Prang!!!
Suara dari benda yang dilempar dengan keras dan menghantam tembok kembali terdengar dari kamar Hansel.
Mama Ira dan beberapa pelayan tergopoh-gopoh datang ke kamar tuan muda tersebut.
Langsung terlihat seorang pria muda yang kini duduk di kursi roda, sedang merah padam menahan amarah. Seorang wanita paruh baya yang mengenakan seragam ala pelayan berdiri ketakutan tak jauh dari tuan muda tersebut.
"Hansel, ada apa lagi?" Tanya mama Ira seraya mendekat ke arah putranya yang masih terlihat marah.
"Suruh wanita bodoh ini keluar dari kamarku!" Teriak Hansel seraya menuding pada wanita yang kini menunduk ketakutan.
"Berapa kali Hans harus bilang ke Mama? Hans tidak butuh pelayan atau perawat pribadi bodoh seperti ini. Hans tidak butuh dikasihani!" Teriak Hansel sekali lagi seraya menjalankan kursi rodanya menuju ke sudut kamar, tempat meja kerjanya berada.
"Keluar!" Perintah Mama Ira pada pelayan yang ketakutan tadi, dan juga beberapa pelayan yang tadi mengekori dirinya. Seorang pelayan sudah selesai membersihkan pecahan gelas yang tadi di lempar Hansel. Mereka pun serempak keluar dari kamar tuan muda tersebut.
Mama Ira menghampiri Hansel yang kini sedang mengetikkan sesuatu di laptop di hadapannya.
"Mama kira-"
"Sudah cukup!" Hansel memotong dengan cepat perkataan mama Ira yang belum selesai.
"Kaki Hans memang cacat.
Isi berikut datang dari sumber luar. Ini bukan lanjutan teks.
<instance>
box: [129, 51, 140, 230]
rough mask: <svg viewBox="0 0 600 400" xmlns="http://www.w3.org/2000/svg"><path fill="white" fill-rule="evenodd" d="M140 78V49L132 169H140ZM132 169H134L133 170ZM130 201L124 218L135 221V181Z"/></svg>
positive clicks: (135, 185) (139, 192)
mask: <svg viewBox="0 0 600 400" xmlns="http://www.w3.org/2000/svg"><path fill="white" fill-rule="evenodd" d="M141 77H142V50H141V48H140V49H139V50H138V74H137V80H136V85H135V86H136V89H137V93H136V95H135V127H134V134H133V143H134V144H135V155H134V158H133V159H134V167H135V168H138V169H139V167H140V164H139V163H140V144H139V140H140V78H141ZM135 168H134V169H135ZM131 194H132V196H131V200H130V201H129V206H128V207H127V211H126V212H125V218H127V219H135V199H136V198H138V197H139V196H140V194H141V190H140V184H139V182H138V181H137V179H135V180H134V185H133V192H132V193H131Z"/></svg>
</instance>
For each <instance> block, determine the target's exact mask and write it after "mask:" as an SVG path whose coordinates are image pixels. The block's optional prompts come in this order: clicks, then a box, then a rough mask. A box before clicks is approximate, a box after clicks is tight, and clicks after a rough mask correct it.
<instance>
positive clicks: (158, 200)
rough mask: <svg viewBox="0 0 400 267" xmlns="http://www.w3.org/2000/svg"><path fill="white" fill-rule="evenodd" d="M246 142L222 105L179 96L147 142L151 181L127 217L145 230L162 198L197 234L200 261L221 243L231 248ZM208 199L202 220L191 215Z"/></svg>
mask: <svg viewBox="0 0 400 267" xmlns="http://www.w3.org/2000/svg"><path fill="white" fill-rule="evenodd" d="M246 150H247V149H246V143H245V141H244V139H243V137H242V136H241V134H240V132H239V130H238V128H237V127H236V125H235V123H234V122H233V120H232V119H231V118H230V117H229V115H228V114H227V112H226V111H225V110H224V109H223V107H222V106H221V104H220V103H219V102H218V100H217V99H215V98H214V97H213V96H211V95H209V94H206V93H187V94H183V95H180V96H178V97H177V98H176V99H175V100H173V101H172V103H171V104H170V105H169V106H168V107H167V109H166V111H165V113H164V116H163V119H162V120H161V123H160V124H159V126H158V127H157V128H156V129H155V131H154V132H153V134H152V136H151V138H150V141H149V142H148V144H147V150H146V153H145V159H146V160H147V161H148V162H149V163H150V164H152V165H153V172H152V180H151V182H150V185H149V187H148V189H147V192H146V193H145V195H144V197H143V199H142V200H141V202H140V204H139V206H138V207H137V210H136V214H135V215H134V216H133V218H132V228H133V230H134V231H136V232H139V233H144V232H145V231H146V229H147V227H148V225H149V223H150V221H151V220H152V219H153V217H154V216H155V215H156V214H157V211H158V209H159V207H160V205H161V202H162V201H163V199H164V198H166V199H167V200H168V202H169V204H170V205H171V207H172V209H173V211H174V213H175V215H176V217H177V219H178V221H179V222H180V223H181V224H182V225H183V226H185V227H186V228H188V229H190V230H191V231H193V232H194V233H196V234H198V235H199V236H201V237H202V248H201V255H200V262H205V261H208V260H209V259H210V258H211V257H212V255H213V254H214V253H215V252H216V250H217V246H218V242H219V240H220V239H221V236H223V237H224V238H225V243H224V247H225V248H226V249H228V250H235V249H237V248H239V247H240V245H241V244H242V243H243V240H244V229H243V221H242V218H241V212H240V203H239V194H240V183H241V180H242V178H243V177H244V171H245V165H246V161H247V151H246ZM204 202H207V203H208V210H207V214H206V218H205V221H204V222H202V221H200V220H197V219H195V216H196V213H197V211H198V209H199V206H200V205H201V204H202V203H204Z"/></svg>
Tapi kedua tangan Hans masih berfungsi dengan baik. Jadi Hans masih bisa pergi kemanapun Hans mau tanpa bantuan Mama atau para pelayan bodoh itu," sergah Hansel sekali lagi masih dengan emosi yang meluap-luap.
Mama Ira hanya menghela nafas, dan memilih untuk keluar meninggalkan putra sulungnya tersebut.
Hansel Abraham adalah pria muda, tampan, dan mapan. Hidup Hansel awalnya sangat sempurna. Namun sebuah kecelakaan fatal yang menimpa Hansel satu tahun lalu, membuat kesempurnaan di hidupnya menguap pergi.
Hansel kini hanyalah seonggok tubuh cacat yang harus beraktivitas menggunakan kursi roda. Dan kecelakaan tersebut juga sudah mengubah Hansel menjadi pribadi yang temperamental dan dingin pada semua orang.
"Kau memecat perawat pribadimu lagi, Hans?" Sebuah suara yang akrab di telinga Hansel, terdengar dari ambang pintu kamar.
Namun sosok tinggi tegap itu, tak mampu membuat Hansel mengalihkan fokusnya dari layar laptop.
"Aku tidak butuh mereka. Aku bisa mengurus diriku sendiri," jawab Hansel ketus.
"Masih Hansel Abraham yang ketus dan sombong," sahut pria tadi yang kini sudah berdiri di samping meja kerja Hansel seraya bersedekap.
"Tidak perlu mengejek atau mengataiku, jika kau saja masih minta gaji kepadaku, Alex," sindir Hansel dengan nada yang terdengar tidak senang.
Alex hanya tergelak.
"Menurutku, yang kau butuhkan itu adalah seorang istri bukan seorang pelayan atau perawat pribadi," ucap Alex lagi yang sepertinya belum mau berhenti untuk mengejek Hansel.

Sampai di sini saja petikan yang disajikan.